Video: Seek diversified income
Quality bonds
We believe quality bonds—specifically high grade government and investment grade corporate bonds—have an important role as a source of yield and diversification in 2026. We expect medium-duration quality bonds (four to seven years) to deliver mid-single-digit returns from a mix of yield and capital appreciation as the Fed cuts rates. We expect quality bond returns to exceed cash rates, especially in adverse scenarios where bond prices rise as rate expectations fall. Investors in economies with low or zero interest rates may not derive much income from quality bonds but should remember their portfolio diversification benefits as a reason to hold them.

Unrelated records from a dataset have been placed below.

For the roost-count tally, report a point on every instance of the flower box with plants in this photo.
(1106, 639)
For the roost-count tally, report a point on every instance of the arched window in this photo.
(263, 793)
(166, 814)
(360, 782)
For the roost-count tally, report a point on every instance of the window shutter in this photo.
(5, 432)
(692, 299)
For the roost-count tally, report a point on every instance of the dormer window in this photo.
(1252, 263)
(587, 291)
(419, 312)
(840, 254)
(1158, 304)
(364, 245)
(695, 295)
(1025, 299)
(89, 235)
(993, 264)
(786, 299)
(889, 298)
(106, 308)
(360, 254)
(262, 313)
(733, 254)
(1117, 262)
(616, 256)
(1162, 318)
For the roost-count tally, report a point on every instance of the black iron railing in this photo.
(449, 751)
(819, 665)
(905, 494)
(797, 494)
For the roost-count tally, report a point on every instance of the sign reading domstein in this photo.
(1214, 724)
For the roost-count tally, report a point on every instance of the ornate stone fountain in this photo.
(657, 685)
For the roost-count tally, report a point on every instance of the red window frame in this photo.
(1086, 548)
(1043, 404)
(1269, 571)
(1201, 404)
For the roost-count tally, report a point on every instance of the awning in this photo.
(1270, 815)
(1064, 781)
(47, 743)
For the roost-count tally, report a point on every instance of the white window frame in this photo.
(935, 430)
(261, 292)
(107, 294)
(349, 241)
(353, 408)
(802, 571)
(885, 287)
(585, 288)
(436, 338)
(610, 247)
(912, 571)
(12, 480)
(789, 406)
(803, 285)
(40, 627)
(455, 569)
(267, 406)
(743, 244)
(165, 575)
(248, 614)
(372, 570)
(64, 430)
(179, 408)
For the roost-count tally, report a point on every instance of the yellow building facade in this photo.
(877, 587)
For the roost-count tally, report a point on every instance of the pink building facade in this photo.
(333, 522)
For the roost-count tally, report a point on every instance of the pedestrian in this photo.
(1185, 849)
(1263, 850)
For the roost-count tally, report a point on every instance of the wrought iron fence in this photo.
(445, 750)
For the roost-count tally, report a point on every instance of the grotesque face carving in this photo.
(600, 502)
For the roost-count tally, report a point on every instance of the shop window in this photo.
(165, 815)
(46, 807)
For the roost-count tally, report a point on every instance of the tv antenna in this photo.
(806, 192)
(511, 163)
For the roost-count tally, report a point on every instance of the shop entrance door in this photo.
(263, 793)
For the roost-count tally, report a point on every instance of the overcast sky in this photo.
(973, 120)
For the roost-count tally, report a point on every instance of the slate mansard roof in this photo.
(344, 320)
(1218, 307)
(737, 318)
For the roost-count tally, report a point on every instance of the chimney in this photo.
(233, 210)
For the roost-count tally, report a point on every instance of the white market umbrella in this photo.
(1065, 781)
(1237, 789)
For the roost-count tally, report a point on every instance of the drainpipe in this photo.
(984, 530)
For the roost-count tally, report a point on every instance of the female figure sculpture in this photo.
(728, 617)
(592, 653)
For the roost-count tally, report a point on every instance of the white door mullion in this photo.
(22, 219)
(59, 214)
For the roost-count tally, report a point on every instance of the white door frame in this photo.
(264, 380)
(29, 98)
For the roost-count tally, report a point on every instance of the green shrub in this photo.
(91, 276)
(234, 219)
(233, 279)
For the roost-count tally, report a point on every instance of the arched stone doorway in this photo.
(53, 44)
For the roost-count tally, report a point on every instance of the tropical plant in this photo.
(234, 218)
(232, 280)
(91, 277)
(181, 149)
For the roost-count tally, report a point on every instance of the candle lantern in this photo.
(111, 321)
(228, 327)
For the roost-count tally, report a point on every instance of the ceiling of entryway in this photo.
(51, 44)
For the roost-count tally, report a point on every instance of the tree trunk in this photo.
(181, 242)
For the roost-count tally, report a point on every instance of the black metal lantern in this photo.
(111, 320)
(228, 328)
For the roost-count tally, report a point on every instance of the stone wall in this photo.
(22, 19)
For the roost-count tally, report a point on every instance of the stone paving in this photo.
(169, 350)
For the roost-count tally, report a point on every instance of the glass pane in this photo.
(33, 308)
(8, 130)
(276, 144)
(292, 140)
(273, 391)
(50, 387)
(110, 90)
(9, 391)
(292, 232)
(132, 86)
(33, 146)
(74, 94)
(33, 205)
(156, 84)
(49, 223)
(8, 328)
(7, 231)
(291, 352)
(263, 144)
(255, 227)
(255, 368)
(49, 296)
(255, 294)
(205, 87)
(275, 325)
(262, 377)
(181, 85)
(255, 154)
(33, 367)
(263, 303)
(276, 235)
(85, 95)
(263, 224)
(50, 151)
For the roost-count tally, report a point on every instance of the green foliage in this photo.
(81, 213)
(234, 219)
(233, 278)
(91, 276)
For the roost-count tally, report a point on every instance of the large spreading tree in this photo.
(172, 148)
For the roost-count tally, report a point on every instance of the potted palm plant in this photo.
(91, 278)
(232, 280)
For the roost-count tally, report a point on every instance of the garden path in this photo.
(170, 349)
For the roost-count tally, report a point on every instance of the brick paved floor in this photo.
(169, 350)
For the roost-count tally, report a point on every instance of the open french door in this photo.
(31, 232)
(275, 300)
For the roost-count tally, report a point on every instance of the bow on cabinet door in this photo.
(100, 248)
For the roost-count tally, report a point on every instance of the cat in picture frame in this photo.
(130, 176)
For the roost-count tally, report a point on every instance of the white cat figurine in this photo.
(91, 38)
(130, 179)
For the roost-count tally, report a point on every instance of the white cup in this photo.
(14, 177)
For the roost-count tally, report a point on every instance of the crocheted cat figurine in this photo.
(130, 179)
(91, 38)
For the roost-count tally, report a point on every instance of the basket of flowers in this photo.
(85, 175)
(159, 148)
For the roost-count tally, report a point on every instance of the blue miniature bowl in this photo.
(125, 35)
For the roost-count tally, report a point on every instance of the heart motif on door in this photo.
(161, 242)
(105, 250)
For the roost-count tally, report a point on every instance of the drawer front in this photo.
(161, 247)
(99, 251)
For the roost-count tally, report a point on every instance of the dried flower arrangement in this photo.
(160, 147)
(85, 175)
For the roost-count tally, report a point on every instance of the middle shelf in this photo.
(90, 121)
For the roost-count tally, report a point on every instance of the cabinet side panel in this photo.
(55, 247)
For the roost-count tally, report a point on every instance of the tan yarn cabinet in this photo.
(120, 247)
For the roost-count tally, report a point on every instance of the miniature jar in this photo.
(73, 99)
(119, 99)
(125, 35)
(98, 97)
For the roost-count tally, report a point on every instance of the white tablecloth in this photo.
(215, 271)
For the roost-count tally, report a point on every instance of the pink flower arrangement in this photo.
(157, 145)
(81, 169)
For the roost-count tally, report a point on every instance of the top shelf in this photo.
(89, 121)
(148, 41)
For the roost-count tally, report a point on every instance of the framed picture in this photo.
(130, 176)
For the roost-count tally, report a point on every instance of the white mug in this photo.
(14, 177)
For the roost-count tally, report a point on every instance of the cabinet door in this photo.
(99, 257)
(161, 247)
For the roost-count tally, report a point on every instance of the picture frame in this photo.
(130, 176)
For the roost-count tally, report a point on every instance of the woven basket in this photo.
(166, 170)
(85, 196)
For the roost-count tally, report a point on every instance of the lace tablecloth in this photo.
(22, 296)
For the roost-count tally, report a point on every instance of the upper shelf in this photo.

Diversified fixed income strategies
We are more cautious about riskier parts of fixed income like high yield given very tight spreads. Nonetheless, we see merit in diversified fixed income strategies for investors looking to earn higher returns from fixed income. By combining investment grade bonds, and select high yield and emerging market debt in a risk-controlled way, investors can enhance yield while managing credit and duration risks.
Select direct lending
Private credit has attracted significant inflows in recent years as investors seek higher returns. We believe the asset class offers strong long-term income potential. However, tight spreads—where lenders earn only modest compensation for the risks borne— as well as pockets of financial stress necessitate careful selection. We recommend limiting excessive exposure in the lower middle-market segment (smaller companies), where risks are rising. We like sponsor backed loans (to private equity-owned firms) and senior loans (with repayment priority) and believe investors should focus on larger companies and sectors that are less sensitive to economic swings and carry less debt.
Equity income
Income-seeking investors in markets where bond yields are low or credit spreads are tight may find better income generation opportunities in equity strategies, including both dividends and options strategies. Our preferred markets for dividend strategies are Switzerland, where high-quality dividend stocks yield about 4%, well above local bonds; and Southeast Asia, where average dividend yields also stand north of 4%. Equity income strategies that combine dividend strategies with systematic option-selling could generate even higher yields, enhance diversification of returns, and offer a more resilient income stream across cycles.
Yield-generating structured investments
We believe investors should also consider yield-generating structured investments, especially as interest rates drop. These structures—such as equity-linked notes—offer a yield in exchange for the obligation to buy an instrument at a predefined lower price. Lower rates make these structures relatively more attractive, although low volatility can mean option premiums and yields are reduced. We recommend careful attention to liquidity, issuer, and market risks within a diversified portfolio.